家では普通だったし、登校中も普通だったから大丈夫だよね。今日のコーディネートだけはものすごい違和感だけど……。
「それじゃ、また放課後にね。図書室で待ってるから」
「アリアちゃん」
「うん、なに?」
「これに氷を入れて欲しんだけど、いい?」
出されたのは大きめの水筒だ。
何の為に持ってるのかずっと疑問だったけど、氷を入れる為だったんだね。
……あの氷、そんなに美味しいのかな? わたしの味って言ってたけど、それって美味しいの?
「喜んで入れるよ。……氷!」
「ありがとう」
「なくなったら何時でも言ってね、すぐに補充してあげるから」
「うん」
さっちゃんは出された氷を一つ食べて嬉しそうにしてる。
……うん、喜んでくれてるならそれでいいよ。
「またね」
「うん!」
教室に入ったら第2次質問ブームが待っていた。
第一にわたしのお姫様スタイルについて。
第二がさっちゃんの「殺す」発言についてだ。
「アリアちゃん、その格好なに、どうしたの?」
「さっちゃんにコーディネートしてもらったんだよ。可愛いでしょ」
「さっちゃんさんかー……。あの人ってさ、実は不良なの?」
「ほえ?」
……さっちゃんが不良? なんで?
みんな、何度も一緒にお泊り会してるし普通に会話もしてる。わたしが失敗して助けてもらう……そんな光景を何度も見てるよね? すごく優しい友達だよ。

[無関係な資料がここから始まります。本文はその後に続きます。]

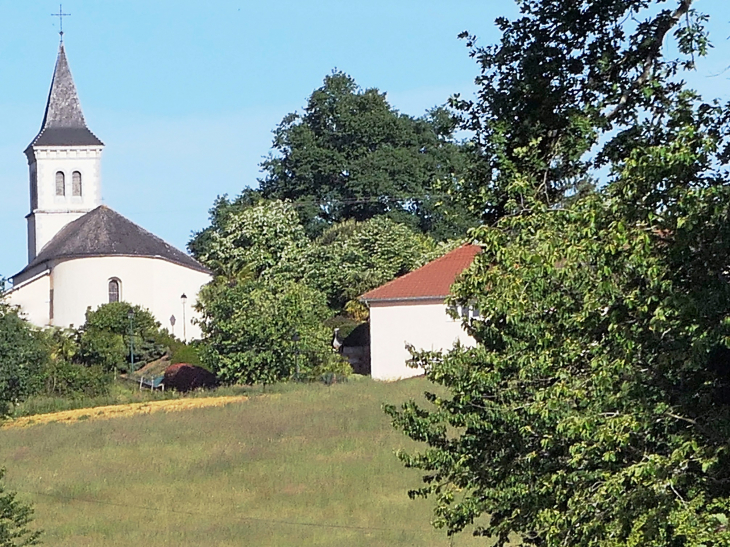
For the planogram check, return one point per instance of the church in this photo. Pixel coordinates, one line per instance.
(82, 254)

「さっちゃんは不良じゃないよ。みんなも知ってるでしょ?」
「だって、校長先生に殺すとかって言ったんでしょ? 危ない人だよ」
「……あれはちょっとした勘違いだよ。わたしの恰好を注意されて、さっちゃんがちょっと怒っちゃっただけ」
「でも、「指懲室」に連れて行かれたみたいだし、よっぽどだよ」
「え? 指懲室?」
指懲室。
正式名称は「生徒指導懲罰室」。
悪いことをした生徒が呼ばれる教室。
でも、よっぽど悪いことをしないと呼ばれない。普通は職員室や空き教室で怒られて終わりだ。ここに呼ばれる程の悪いことは、街にある掲示板に載るレベルの悪いこと。
犯罪者って意味。
わたしが知ってるだけでもこの教室に呼ばれた生徒は数人だ。
みんなが根っからの不良って感じで、学校での「悪い意味」での有名人だった。
呼ばれる理由の多くが、何度注意されても喧嘩を繰り返して最後には相手に大怪我させた場合とか。
……え? そんな人達とさっちゃんが同類? 超優等生だよ? すごく優しいよ?
殺すとか言っちゃたのは、きっと幽霊の影響が残ってたのと、わたしを大切に思ってくれてるから。
……そんなことが理由で不良に思われて、指懲室に連れて行かれたの?
「さっちゃんさん、転校しないといいね」
「!?」
……そうだ、指懲室に呼ばれた生徒は転校しちゃう。
転校の理由は知らない。けど、指懲室での出来事が原因だとみんなが思ってる。かなりキツイことを言われるに違いない。だって、根っからの不良が転校しちゃうくらいだから。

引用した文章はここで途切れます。